Bernard Foccroulle et ses fabuleux tuyaux

par

Pascal Dusapin (1955-), Bernard Foccroulle (1953-), Jonathan Harvey (1939-2012), Toshio Hosokawa (1955-), Betsy Jolas (1926-), Thomas Lacôte (1982-) : 30 Years of New Organ Works (1991-2021). Bernard Foccroulle. 80’14 – 2021 – Livret en : anglais et français. Fuga Libera. FUG 789.

C’est un disque qui sinue le long d’un parcours, celui d’un organiste, compositeur, pédagogue, gestionnaire et acteur culturel engagé qui, nonobstant un investissement dans les multiples voies de ses passions artistiques, toujours revient à l’instrument et sans cesse cherche celui qui, le mieux, répond à chaque écriture : Fantasia trouve sa place à l’orgue Silbermann-Kern de l’église protestante Saint-Thomas à Strasbourg (le seul des treize orgues construits par les Silbermann à Strasbourg à avoir conservé assez de pièces d'origine -il date de 1741- pour mériter encore aujourd’hui le label familial), sur lequel Bernard Foccroulle crée la pièce en 1991 ; Memory est enregistré, treize ans après sa création à la cathédrale de Strasbourg, sur l’orgue Thomas de l’église protestante Saint-Jean à Wissembourg (construit en 2015, son habillage est résolument moderne) et les autres pièces du programme, initialement destinées à l’orgue de Bozar, sont jouées sur celui de la Philharmonie de Paris, après l’incendie (et l’inondation de l’instrument qui en découle) au Palais des Beaux-Arts de Bruxelles.

Trente ans séparent le Fantasia de Jonathan Harvey, unique partition pour orgue seul du compositeur anglais, commande du festival Musica de 1991 pour laquelle Harvey se rend spécialement à Strasbourg pendant la phase d’écriture, curieux d’humer le parfum de l’église Saint-Thomas et de s’imprégner de son acoustique large et bienfaisante, morceau au rythme précaire, qui va et vient entre lenteur et rapidité, accumulant les contrastes, et Elegy for Trisha, composé par Foccroulle pour orgue et violoncelle (Sonia Wieder-Atherton -à qui l’œuvre est dédiée) sur base de son propre concerto pour violoncelle de 2018, hommage à la chorégraphe américaine Trisha Brown : le duo d’instruments n’est pas courant et sonne ici avec une richesse désarmante, adoptant la forme d’un tombeau, lent et méditatif, du grave vers le plus aigu -la belle surprise du disque.

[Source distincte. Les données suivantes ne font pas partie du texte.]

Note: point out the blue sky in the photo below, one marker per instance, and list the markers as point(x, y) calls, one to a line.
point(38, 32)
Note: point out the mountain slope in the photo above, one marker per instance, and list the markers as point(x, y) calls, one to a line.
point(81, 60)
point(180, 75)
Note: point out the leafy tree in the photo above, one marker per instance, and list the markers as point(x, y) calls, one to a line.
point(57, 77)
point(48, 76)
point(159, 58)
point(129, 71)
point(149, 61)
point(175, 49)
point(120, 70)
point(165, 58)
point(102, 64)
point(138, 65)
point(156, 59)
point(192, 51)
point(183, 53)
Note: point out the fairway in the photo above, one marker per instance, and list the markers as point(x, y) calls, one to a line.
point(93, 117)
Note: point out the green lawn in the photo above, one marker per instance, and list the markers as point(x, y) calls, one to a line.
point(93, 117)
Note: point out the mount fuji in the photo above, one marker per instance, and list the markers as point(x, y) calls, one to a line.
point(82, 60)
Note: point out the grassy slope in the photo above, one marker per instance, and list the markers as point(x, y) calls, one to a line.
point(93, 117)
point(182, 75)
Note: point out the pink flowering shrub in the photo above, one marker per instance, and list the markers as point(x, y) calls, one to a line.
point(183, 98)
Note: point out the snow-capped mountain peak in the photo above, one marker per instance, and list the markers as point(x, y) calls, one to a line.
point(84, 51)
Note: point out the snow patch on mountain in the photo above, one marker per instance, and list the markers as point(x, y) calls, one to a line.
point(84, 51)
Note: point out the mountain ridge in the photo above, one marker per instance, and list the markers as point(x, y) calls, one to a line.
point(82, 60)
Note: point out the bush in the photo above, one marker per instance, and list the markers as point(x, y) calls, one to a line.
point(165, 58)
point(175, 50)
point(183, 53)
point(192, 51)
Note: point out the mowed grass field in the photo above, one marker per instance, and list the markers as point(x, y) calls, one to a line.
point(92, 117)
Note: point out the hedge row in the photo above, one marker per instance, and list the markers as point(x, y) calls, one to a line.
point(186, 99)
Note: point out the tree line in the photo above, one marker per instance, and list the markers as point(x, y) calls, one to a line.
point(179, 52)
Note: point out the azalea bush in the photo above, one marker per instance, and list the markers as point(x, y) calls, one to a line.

Parmi les pierres angulaires de ces trois décennies, Toshio Hosokawa, dans Cloudscape, traite l’orgue comme autant de shō (l’orgue à bouche qui accompagne le gagaku, la musique de cour japonaise), un pour la main droite, un pour la main gauche, un pour la pédale, sources sonores harmonisées ou opposées pour se fondre dans une masse dense qui s’accumule, croît, change lentement de forme et de compacité, disparaît presque et se métamorphose pour revenir, muter et s’évaporer à nouveau -telle le nuage dans le ciel-, alors que Pascal Dusapin, avec Memory, revient à son instrument de jeunesse et à un souvenir musical d’adolescent, le rock psychédélique des Doors, au claviériste duquel il se réfère dans cet Hommage crypté et monomodal à Ray Manzarek (ainsi qu’il sous-titre la la pièce), dont les sonorités de la troisième partie rappellent celles du Vox Continental de l’organiste électronique et chevelu de Light My Fire.

Titulaire du grand orgue de l’église de la Trinité à Paris (sur le siège duquel Olivier Messiaen s’assied pendant soixante ans), Thomas Lacôte compose The Fifth Hammer pour orgue à quatre mains (les deux autres ici sont celles de Yoann Tardivel -qui prête également ses pieds) à partir de phénomènes sonores initiés et glanés à même l’instrument, assemblés pour édifier une sorte de grande arche faite de matériaux plus ou moins bruts, plus ou moins travaillés. Avec son morceau E più corusco il sole, Bernard Foccroulle participe en 2016 au week-end d‘inauguration des 5320 tuyaux du grand-orgue de Radio France, conçu et construit par Gerhard Grenzing, facteur allemand installé à Barcelone (inspiré du Purgatoire, le compositeur y suit le chemin de Dante, entre remords et régénérescence), tandis que Musique d’autres jours se réfère à Musique de jour, que Betsy Jolas écrit quarante-quatre ans plus tôt pour le même Foccroulle, ajoutant cette fois le violoncelle à l’orgue, dans une pièce qui revient sans cesse sur le délicat équilibre entre ces deux couleurs instrumentales.